The “Freedom Fighter Bandit,” a woman wanted in connection with nine bank robberies in metro Atlanta, has been captured, the FBI said Monday.
Nilsa Marie Urena, 25, was arrested Saturday, shortly after she robbed a credit union near Nashville, Tenn., FBI spokesman Kevin Rowson said in a news release.
Urena earned her nickname because she allegedly told tellers she was robbing banks “for the movement” and “for the streets,” The Atlanta Journal-Constitution previously reported.
When she didn’t get the money she demanded, she allegedly told tellers she would blow up the bank.
The crime spree began Oct. 30 at a Wells Fargo Bank in Stone Mountain, where Urena presented a demand note, police said. When she couldn’t get any cash, police said she drove 20 miles to Clayton County and entered the Associated Credit Union in Ellenwood.
“As the bank teller gathered the money (to provide to the bank robber), the robber stated to the teller that she would pray for her and also reiterated that the bomb would go off at any time,” Clayton County Sgt. Ashanti Marbury said in a press release.

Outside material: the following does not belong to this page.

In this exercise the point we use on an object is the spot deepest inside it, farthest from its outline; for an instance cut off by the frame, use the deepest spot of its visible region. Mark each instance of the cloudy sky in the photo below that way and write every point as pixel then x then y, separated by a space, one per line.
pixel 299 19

Officials identified Urena as a suspect in November, when two teenagers were arrested in connection with a bank robbery, The AJC previously reported.
One of those teenagers, who allegedly had stolen money and a handgun in his possession when he was arrested at school, told Channel 2 Action News Urena used threats to force him into helping her with the robbery.
“In the first bank I went in, she told me to give the people the note,” the 17-year-old told Channel 2. “I was scared to give the people the note ’cause I didn’t want to do it.”
Authorities said Urena’s latest local robbery occurred Jan. 25, when she hit the Hamilton State Bank on Hardee Street in Dallas.
Donning a white hoodie, the FBI said Urena walked into the bank, told employees she had a bomb and demanded they not call police.
Urena was accompanied by a thinly-built male in his 20s dressed in all black, Rowson said.